Entscheidungsstichwort (Thema)
Prozesskostenhilfe: Keine Erstreckung der Bewilligung bei Vergleich über nicht anhängige Ansprüche
Leitsatz (amtlich)
Die Bewilligung von Prozesskostenhilfe für eine Sorgerechtsverfahren erstreckt sich nicht auf eine in diesem Verfahren getroffene Umgangsregelung.
Sofern Prozesskostenhilfe "für den Vergleich" bewilligt wird, ist davon die anwaltliche Terminsgebühr nicht umfasst.
Der Beschluss ist rechtskräftig.
Normenkette
ZPO § 114; VV-RVG Nr. 3104; RVG § 48
Verfahrensgang
AG Berlin-Pankow/Weißensee (Beschluss vom 03.02.2009; Aktenzeichen 12 AR 17/09, 27 F 875/08) |
Tenor
Die Beschwerde der Beteiligten gegen den Beschluss des AG Pankow/Weißensee vom 3.2.2009 wird zurückgewiesen.
Gründe
Das Rechtsmittel ist unbegründet.
Der Beschwerdeführerin steht ein Anspruch auf Vergütung einer Terminsgebühr nach dem Wert des Verfahrensgegenstands Umgang nicht zu. Dieser war zunächst nicht Gegenstand des Verfahrens, so dass sich die ursprüngliche Bewilligung von Prozesskostenhilfe nicht auf diesen Gegenstand beziehen konnte. Die Regelung des Umgangs stellt einen anderen Verfahrensgegenstand als das Sorgerecht dar (vgl. nur v. Eicken in: Gerold/Schmidt, BRAGO, 15. Aufl., § 122 Rz. 40; OLG Düsseldorf, JurBüro 1980, 1543 mit zust. Anm. Mümmler). Der Ergänzungsbeschluss vom 24.7.2008, mit dem Prozesskostenhilfebewilligung und Beiordnung entsprechend dieser Rechtslage ergänzend auf "die getroffene Vereinbarung zum Umgang" erstreckt wurden, rechtfertigt die Erstattung der im Beschwerdeverfahren allein noch streitigen Terminsgebühr nach dem Wert des Gegenstands Umgang nicht. Von einer Prozesskostenhilfebewilligung "für einen Vergleich" oder "für eine Einigung" wird eine Terminsgebühr nicht erfasst (so zutreffend OLG Saarbrücken OLGReport Saarbrücken 2006, 750; OLG Bamberg JurBüro 1990, 203; Gerold/Schmidt-Müller/Rabe, 18. Aufl., § 48 Rz. 120; a.A. OLG Köln FamRZ 2008, 707; OLG Koblenz FamRZ 2006, 1691).
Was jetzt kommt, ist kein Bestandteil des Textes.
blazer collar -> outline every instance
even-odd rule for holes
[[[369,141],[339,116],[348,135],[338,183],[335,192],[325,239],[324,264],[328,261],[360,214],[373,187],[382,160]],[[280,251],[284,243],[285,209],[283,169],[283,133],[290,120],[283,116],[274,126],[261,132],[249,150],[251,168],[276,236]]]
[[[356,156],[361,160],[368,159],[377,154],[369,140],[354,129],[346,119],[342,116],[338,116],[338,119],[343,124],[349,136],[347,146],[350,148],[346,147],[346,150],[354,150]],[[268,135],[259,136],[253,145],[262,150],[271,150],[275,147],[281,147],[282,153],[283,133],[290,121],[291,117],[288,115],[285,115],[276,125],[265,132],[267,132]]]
Für den Fall, dass im Prozesskostenhilfeprüfungsverfahren für den Abschluss eines Vergleichs ausnahmsweise Prozesskostenhilfe bewilligt wird, ist anerkannt, dass Bewilligung und Beiordnung nicht die Terminsgebühr umfassen (BGH NJW 2004, 2595 für Erörterungsgebühr nach § 51 BRAGO; Gerold/Schmidt-Müller/Rabe, 18. Aufl. VV 3335 Rz. 31 f.). Eine unterschiedliche Behandlung einer entsprechenden Entscheidung im Hauptsacheverfahren ist nicht gerechtfertigt (so zutreffend Mümmler JurBüro 1990, 203; Gerold/Schmidt-Müller/Rabe, 18. Aufl., § 48 Rz. 120; a.A. OLG Koblenz FamRZ 2006, 1691).
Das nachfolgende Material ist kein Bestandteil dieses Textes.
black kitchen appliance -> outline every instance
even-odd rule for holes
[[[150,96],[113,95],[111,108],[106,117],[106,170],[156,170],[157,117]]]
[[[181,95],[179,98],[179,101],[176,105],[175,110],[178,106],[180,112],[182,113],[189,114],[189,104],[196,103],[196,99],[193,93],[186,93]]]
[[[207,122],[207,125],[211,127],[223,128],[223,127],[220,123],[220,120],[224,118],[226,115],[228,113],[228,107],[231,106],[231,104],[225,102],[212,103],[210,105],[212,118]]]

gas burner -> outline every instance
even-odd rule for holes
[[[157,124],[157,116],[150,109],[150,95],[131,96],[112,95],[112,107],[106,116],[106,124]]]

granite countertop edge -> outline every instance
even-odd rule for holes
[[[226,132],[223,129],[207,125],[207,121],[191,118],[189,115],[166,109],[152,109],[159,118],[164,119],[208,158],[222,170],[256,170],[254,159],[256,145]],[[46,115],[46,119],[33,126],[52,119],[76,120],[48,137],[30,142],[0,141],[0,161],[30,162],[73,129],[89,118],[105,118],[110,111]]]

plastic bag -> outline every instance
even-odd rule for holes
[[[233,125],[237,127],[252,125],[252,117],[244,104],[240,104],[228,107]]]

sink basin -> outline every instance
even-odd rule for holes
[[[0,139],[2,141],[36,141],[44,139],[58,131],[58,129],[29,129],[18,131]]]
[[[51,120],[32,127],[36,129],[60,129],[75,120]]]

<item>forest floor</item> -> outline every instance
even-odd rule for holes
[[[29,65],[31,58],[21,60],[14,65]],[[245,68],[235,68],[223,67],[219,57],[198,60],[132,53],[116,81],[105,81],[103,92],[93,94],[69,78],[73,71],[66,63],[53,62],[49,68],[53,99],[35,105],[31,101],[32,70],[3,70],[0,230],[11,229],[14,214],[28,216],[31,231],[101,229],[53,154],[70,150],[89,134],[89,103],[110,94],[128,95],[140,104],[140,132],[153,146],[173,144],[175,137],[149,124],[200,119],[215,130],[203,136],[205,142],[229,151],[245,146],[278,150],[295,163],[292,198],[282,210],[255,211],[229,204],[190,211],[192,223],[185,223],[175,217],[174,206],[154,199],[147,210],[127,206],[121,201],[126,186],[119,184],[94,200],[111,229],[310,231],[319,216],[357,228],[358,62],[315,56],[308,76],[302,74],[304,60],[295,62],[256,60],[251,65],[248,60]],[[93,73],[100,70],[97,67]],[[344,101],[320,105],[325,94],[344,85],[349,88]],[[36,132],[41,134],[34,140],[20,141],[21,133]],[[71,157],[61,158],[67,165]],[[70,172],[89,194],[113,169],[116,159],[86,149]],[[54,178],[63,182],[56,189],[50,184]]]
Der Einwand der Beschwerdeführerin, dass ihr bei Durchführung von zwei Verfahren und gemeinsamer Verhandlung mit Einigung eine Terminsgebühr auch nach dem Wert des Umgangsverfahrens zu gewähren wäre, rechtfertigt keine abweichende Entscheidung. Prozesskostenhilfe soll nach ihrem Sinn und Zweck der minderbemittelten Partei ermöglichen, ihr Recht vor Gericht zu verfolgen, sich in einem Rechtsstreit zu verteidigen oder sonst ihre Interessen zu vertreten. Sie dient aber nicht dazu, eine Partei - oder ihren Verfahrensbevollmächtigten - für ihren Verzicht auf ein (weiteres) streitiges Verfahren (mit einem Kostenerstattungsanspruch) zu "belohnen" (BGH NJW 2004, 2595).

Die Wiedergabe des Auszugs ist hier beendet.